Wer darf in Lukaschenkos „Helden-Pantheon” und wer muss draußen bleiben? / Kollage © dekoder/ Hintergrund © Depositphotos/ Imago
Bei einem Treffen des ideologischen Ausschusses am 17. September, dem Tag der Nationalen Einheit, hatte Lukaschenko vorgeschlagen, ein solches Pantheon zu schaffen. Die Auswahlkriterien umriss er wie folgt: „Man muss wissen, wer Held und wer Feind ist. Wer hat einen Beitrag zur Weltkultur, Wissenschaft, Geschichte geleistet und dabei die Verbindung zur Heimat gehalten, und wer hat das vollbracht, aber seiner Identität entsagt. Wir streichen niemanden aus unserer Geschichte. Aber es müssen Akzente gesetzt werden, klar und bestenfalls ohne Halbheiten.“
Nun wurden diese Wandreliefs vorgestellt: Sie bilden verschiedene Epochen ab – vom Altertum bis zur Gegenwart – und konkrete Persönlichkeiten: Großfürsten, Heilige, Schriftsteller und sowjetische Funktionäre. Ein Name auf der Liste überrascht besonders. Auf dem Relief „Belarus vom 5. bis zur Mitte des 13. Jh.“ taucht neben Wseslaw Bratschislawitsch (genannt Der Zauberer), Euphrosyne von Polazk und Kyrill von Turau – Personen, die jeder Belarusse aus dem Geschichtsbuch kennt – auch Juri Jaroslawitsch auf, ein Fürst von Turau, der im 12. Jahrhundert regierte. Wer ist er? Er hat keine Dynastie begründet, keine Chronik geschrieben, er ist kein Heiliger und kein Held volkstümlicher Erzählungen. Einfach einer von Dutzenden Fürsten, deren Namen in Quellen erhalten blieb.

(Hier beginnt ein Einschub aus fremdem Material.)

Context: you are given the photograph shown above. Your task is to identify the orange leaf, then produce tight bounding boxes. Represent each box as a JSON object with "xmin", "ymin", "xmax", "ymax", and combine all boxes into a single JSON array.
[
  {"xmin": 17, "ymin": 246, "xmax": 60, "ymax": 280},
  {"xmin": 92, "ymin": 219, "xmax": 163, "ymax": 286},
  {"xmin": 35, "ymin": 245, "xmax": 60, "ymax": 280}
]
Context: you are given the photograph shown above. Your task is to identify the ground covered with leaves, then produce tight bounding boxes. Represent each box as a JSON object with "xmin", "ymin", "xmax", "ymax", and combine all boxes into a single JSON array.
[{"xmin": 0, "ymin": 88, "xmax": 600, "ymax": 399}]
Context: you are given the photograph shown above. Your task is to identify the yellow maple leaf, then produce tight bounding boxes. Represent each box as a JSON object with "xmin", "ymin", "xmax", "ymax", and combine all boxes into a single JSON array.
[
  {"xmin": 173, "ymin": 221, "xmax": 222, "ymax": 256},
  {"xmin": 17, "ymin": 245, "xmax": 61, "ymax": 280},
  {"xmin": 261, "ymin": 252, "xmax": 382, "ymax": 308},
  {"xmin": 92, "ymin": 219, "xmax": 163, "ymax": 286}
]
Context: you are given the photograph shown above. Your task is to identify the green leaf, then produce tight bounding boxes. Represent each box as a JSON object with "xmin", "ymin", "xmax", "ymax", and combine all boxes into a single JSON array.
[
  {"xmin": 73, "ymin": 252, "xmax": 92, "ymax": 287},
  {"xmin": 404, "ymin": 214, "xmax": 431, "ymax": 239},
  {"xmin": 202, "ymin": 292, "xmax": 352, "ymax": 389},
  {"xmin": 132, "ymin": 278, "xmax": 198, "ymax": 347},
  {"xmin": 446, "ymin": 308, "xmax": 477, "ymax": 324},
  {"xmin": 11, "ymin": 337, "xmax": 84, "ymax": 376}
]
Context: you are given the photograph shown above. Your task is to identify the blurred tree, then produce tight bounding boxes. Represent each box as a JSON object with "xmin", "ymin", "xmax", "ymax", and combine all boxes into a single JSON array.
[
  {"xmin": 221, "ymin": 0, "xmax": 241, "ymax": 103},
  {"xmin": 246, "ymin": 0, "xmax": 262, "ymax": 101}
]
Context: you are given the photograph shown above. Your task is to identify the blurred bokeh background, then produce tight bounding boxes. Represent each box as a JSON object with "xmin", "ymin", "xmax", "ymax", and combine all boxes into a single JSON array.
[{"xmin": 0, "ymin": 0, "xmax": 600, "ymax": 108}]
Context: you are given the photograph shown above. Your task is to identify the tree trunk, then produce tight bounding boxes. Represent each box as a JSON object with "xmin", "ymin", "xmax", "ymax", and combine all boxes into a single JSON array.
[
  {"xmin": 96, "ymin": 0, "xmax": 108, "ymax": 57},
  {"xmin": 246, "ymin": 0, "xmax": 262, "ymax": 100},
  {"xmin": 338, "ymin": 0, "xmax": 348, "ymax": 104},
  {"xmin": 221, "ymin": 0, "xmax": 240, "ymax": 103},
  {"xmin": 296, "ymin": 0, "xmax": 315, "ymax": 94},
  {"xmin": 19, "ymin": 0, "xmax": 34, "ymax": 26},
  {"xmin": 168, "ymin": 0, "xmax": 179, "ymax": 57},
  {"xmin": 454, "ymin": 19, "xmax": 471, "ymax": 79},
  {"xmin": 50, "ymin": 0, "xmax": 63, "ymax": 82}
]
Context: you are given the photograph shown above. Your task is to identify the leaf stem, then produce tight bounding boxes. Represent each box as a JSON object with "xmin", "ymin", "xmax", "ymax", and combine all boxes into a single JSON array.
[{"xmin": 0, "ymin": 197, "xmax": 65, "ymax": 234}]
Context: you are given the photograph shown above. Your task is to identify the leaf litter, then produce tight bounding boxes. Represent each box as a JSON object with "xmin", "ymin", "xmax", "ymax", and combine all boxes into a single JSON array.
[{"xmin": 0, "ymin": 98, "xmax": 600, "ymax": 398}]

Ein anderer Fürst – Gleb Wseslawitsch (von Mensk) – schaffte es nicht ins Pantheon. Dabei wäre er nach Wseslaw dem Zauberer und anderen Fürsten von Polazk und Turau der offensichtlichste Kandidat. Gleb gründete Minsk (Mensk), kämpfte mit Wladimir Monomach, hinterließ seinen Fußabdruck in der Geschichte. Warum schloss man ihn aus? Weil er sich einem in Russland angesehenen Fürsten widersetzte? Und hob man Juri Jaroslawitsch andererseits dafür aufs Podest, dass er einige Zeit zum engen Kreis des Moskau-Gründers Juri Dolgoruki gehörte?

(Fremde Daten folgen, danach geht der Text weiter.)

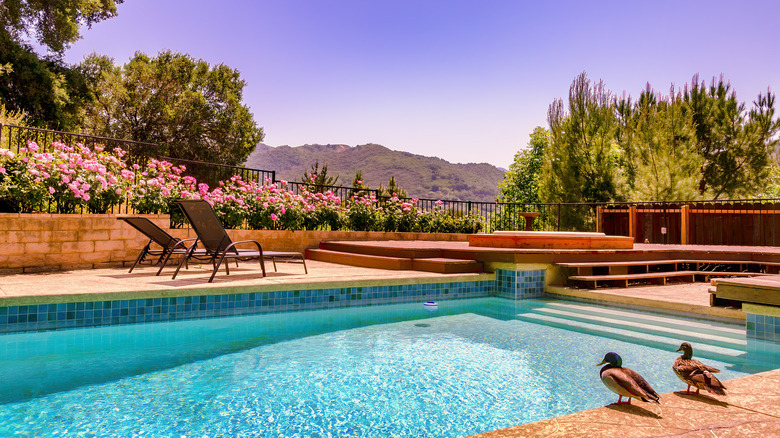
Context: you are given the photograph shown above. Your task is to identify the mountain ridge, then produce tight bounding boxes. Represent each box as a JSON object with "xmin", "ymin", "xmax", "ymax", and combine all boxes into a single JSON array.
[{"xmin": 246, "ymin": 143, "xmax": 505, "ymax": 202}]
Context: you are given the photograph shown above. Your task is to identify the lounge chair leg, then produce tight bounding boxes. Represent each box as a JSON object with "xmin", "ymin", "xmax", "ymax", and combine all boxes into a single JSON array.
[
  {"xmin": 156, "ymin": 251, "xmax": 173, "ymax": 275},
  {"xmin": 127, "ymin": 240, "xmax": 152, "ymax": 274},
  {"xmin": 171, "ymin": 245, "xmax": 195, "ymax": 280},
  {"xmin": 209, "ymin": 252, "xmax": 228, "ymax": 283}
]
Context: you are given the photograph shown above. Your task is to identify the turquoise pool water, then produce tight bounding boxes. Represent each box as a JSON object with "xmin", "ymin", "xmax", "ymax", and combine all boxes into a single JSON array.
[{"xmin": 0, "ymin": 298, "xmax": 774, "ymax": 437}]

Der Fall Juri Jaroslawitsch ist nicht bloß ein kurioser Fehler oder eine unglückliche Wahl. Er ist ein Symptom. Ein Symptom dafür, wie das belarussische Regime versucht, eine nationale Identität zu konstruieren, indem es sie gleichzeitig demontiert.
Identitätskonstruktion von oben
Die belarussische Nation bildete sich mit Verzögerung heraus, sie verschlief den europäischen Völkerfrühling des 19. Jahrhunderts. Die Aristokratie war entweder polonisiert oder russifiziert, die Bauern sprachen Belarussisch, aber begriffen sich nicht als eigenständige Nation – eher als „Hiesige“, einem Ort zugehörig. Die Orthodoxen bezeichneten sich als Russen, die Katholiken als Polen.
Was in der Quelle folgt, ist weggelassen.